Main Benefits to Operators

  • Better visibility and faster validation of changes:
    • Identify and fix security issues before they reach production.
    • Health checks and rollback systems allow quick resolution of deployment failures.
  • Higher quality by:
    • Standardizing cloud building blocks.
    • Automating configuration and infrastructure to lower the potential for environment-specific problems.
    • Logging, monitoring, and alerting available out of the box increase the operability of services.
    • Full automation of the provisioning process enables business continuity.
  • Built-in guardrails and compliance checks:
    • Policies defined in code and validated against infrastructure and applications both prior to deployment and continuously at runtime.
    • Enables developer teams to be accountable for the security of their services.

GitOps

CG DevX uses a GitOps approach for platform management. The Platform GitOps repository created by the setup process has two main parts:

  • /gitops_pipelines: Clusters and core services GitOps configurations.
  • /terraform: Infrastructure as Code & Configuration as Code for all the cloud services, Git provider, secrets, user management, and core platform services.

We find such a combination of IaC and K8s manifests in the same repository feasible. For those who may have strict requirements on access control, it could be divided into two separate repositories.

Runtime

CG DevX services can be virtually divided into two groups: core services responsible for platform functionality and orchestration (control plane), and runtime where users' workloads will be executed. Runtime contains only the services responsible for workload delivery and configuration management.

CG DevX supports different runtime deployment options based on workload needs. The most common options are:

  • Using one cluster: Same cluster for control plane and runtime. This cluster should be considered the Control Center Cluster (CC Cluster). Default option provided with reference implementation.
  • Multiple K8S clusters: CC Cluster (management cluster) plus runtime cluster(s) within one region.
  • Multi-region installation: Usually with one control plane cluster per region.
  • Multi-cloud installation: Can combine all the options above.

Additional K8s cluster runtimes are usually used when a workload requires "hard isolation," e.g., dedicated production environment, dedicated tenant installation, etc.

In this deployment option, runtime has its own services responsible for workload delivery and configuration management. Depending on workload isolation requirements, other services like log management could be instantiated.

Workload Isolation

CG DevX uses a combination of Role-Based Access Control (RBAC) and Attribute-Based Access Control (ABAC) to ensure proper access control within the cluster and outside the cluster when connecting to non-cluster resources. Core components are provisioned within a secure boundary with management access limited to the operators (platform team), while using fine-grained access to the underlying infrastructure.

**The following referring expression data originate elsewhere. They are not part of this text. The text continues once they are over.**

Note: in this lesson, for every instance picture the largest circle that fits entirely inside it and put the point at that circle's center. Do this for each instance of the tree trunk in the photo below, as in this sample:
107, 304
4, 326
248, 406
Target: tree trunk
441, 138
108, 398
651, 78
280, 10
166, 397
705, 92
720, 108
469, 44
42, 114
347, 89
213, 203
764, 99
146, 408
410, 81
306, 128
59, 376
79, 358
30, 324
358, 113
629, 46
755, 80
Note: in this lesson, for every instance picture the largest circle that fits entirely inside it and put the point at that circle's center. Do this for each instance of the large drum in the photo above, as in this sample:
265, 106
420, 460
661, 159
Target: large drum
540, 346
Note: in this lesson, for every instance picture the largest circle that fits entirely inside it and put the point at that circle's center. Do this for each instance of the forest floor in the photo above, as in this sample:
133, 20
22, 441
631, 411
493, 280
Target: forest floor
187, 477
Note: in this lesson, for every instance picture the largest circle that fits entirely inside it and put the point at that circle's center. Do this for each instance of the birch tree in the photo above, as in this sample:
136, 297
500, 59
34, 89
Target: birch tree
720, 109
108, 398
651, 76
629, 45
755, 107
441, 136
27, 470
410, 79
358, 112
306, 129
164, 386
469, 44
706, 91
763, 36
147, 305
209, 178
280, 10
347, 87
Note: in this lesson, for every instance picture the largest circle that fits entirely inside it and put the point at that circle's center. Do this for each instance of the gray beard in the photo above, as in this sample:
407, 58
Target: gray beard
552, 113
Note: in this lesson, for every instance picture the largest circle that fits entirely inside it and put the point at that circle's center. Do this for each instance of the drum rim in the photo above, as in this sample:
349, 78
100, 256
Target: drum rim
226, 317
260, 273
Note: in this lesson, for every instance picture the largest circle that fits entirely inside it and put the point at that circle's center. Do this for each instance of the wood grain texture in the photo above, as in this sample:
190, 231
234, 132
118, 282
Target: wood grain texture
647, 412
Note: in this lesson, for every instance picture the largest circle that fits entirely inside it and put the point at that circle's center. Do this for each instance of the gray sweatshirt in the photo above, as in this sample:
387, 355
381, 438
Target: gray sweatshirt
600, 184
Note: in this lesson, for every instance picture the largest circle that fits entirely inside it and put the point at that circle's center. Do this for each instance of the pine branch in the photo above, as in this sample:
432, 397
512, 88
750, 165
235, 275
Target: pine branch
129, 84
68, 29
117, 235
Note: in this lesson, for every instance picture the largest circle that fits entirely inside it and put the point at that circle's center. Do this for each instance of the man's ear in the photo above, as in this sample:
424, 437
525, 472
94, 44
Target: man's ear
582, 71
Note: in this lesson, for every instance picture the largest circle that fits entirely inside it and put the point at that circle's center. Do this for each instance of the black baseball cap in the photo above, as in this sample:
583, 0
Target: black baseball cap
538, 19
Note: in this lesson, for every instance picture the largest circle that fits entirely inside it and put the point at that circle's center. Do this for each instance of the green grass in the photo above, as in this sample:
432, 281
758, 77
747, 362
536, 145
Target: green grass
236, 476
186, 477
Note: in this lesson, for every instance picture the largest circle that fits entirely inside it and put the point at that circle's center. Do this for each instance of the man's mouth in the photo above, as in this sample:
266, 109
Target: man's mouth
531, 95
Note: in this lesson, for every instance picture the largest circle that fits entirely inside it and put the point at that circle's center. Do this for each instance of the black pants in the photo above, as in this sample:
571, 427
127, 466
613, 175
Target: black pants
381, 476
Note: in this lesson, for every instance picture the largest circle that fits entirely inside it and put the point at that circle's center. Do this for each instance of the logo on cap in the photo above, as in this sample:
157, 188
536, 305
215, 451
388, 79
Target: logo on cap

We strongly recommend operators apply changes to the platform or underlying cloud infrastructure using the GitOps approach, and not to use users with "write" access to the infrastructure. While we provide drift detection mechanisms, the potential impact of manual infrastructure and configuration changes could not be fully mitigated.

The default workload management strategy is "soft multi-tenancy," where a cluster is shared by multiple teams and workloads, meaning that you trust your teams and their workloads. Each workload is provisioned within a virtual environment forming a secure perimeter isolated from other workloads. Each workload has its own set of secrets accessible only by the workload and teams responsible for it. Developer teams do not have direct modify access to underlying infrastructure or live environment configuration settings and should apply changes using workload GitOps.

BC/DR

CG DevX is designed following High Availability and Cloud Elasticity principles and supports single region multiple availability zones. The default Disaster Recovery (DR) strategy is Backup & Restore, with all artifacts offloaded out of the cluster to 1+ regions.

RTO and RPO depend on stateful resources used by the workload. The CG DevX Platform can be provisioned in under 1 hour, while the app runtime module itself most typically could accept and serve workloads in ~15 minutes. Cold (pilot light) and Warm standby can be achieved by provisioning the CG DevX module set in another region and changing default autoscaling policies. Most CG DevX components support active-active scenarios. The feasibility of those scenarios depends on workload requirements for stateful resources, which are considered to be non-platform resources, as CG DevX is designed to primarily serve stateless workloads.